In fact she’s been very busy. The night after she was sworn into office she met France’s President Macron during an informal meeting in Rome. Franco-Italian partnership needs to be strengthened now more than ever. The two countries must unite if they want to break the opposition to gas price regulation coming from Germany and most Northern European countries.

Berlusconi’s love for Putin

Of course, none of this would be necessary if the Ukrainian crisis didn’t exist, and it is exactly regarding this field that Meloni has experienced hardship with one of her cabinet allies: Il Cavaliere (the Knight, ed) Silvio Berlusconi, former Italian PM, worldwide famous for his renowned love for women and his egocentric conduct of government.

In three leaked audios, Berlusconi, while addressing his party’s MPs in private, expressed admiration for Putin, stating that he’s one of the Russian president’s “five closest friends”. Moreover he blamed Zelensky for having harshly “attacked the Donbass” before Putin’s invasion, which Berlusconi stated was meant “to depose (in a few weeks, ed) the current government and replace it with another one already chosen by a minority of reasonable and good Ukrainians.”

Although Forza Italia, Berlusconi’s party and member of Meloni’s Cabinet, soon reaffirmed its European and Atlantic credentials, the Knight’s words had certainly an impact, as they were said a few days before the official start of the cabinet, where Forza Italia ended up addressing the Foreign Affairs Minister.

If the latter, Antonio Tajani, is a man of renowned Atlantic faith, his leader’s stance will be able to cast shadow on him and part of Meloni’s Cabinet, where the support for NATO and Ukraine has been a key point since the beginning.

To be honest, I am pretty sure that Berlusconi’s stance will not affect the Cabinet’s stability so much.
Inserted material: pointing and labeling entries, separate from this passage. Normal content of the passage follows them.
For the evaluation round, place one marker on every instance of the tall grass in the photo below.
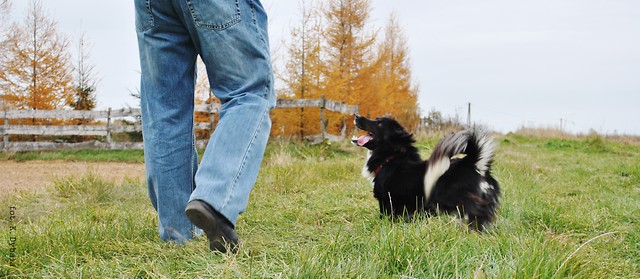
(569, 209)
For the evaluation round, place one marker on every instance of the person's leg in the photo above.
(231, 37)
(167, 61)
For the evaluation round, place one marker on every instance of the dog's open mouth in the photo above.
(362, 140)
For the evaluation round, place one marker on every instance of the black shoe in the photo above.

I may understand that for you, my dear American readers, it’s hard to believe that, as the covering of the news by US media was rather apocalyptic, but if Italian politics was a University degree, “Phenomenology of Berlusconi” would be the hardest exam. Berlusconi is a showman before a politician, performing is his way to negotiate and no one knows what he wanted and wants to achieve through his latest broadside.
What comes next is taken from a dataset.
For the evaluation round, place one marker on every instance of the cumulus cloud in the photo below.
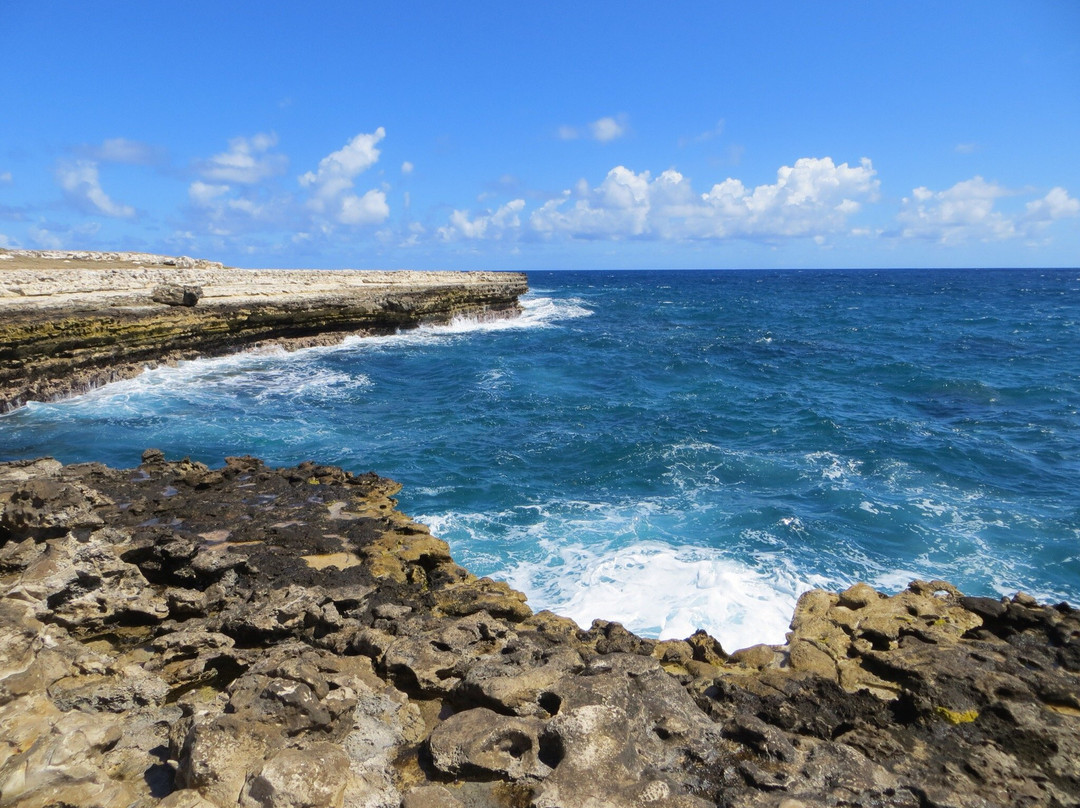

The opposition aka the masochists

It may be said that nobody knows as well what the opposition wants to achieve, but this time it’s not because of their inscrutability, but because they don’t know it either. One of their hardest attacks was from a Democratic Party MP, Ms Debora Serracchiani, who denounced in the Parliament the government for allegedly advocating that women should stay one step behind men. Meloni soon replied “MP Serracchiani, does it seem to you that I stay one step behind men?” with tons of applause from the chamber. Even a member of the opposition, but from a different party, Matteo Renzi, former PM and Italia Viva’s Leader, said “attacking her, Italy’s first female PM, on women representation: It’s masochism!”

Indeed masochism has been a key feature of Italian opposition: there were actually three different opposing forces at the elections, and now in the Parliament two of them, the Democratic Party and the Five Stars Movement, are working together to exclude the third, Renzi’s one, from having all the constitutional benefits reserved to the opposition.
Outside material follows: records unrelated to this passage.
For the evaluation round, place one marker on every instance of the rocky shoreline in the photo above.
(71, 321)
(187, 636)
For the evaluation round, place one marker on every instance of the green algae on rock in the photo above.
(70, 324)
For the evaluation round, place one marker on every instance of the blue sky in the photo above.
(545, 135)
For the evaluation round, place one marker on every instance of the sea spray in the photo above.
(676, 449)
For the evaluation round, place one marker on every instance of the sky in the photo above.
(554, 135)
This attitude, with intestinal wars inside those forces who are supposed to attack Meloni rather than each other, will certainly go in favor of the Cabinet, but at the same time this will leave no excuse to that one if it fails, because It will be nobody else’s fault. The Latin sentence “homo faber fortunae suae” (“Every man is the maker of his destiny”) should now more than ever be the motto of this government, with all its pros and cons.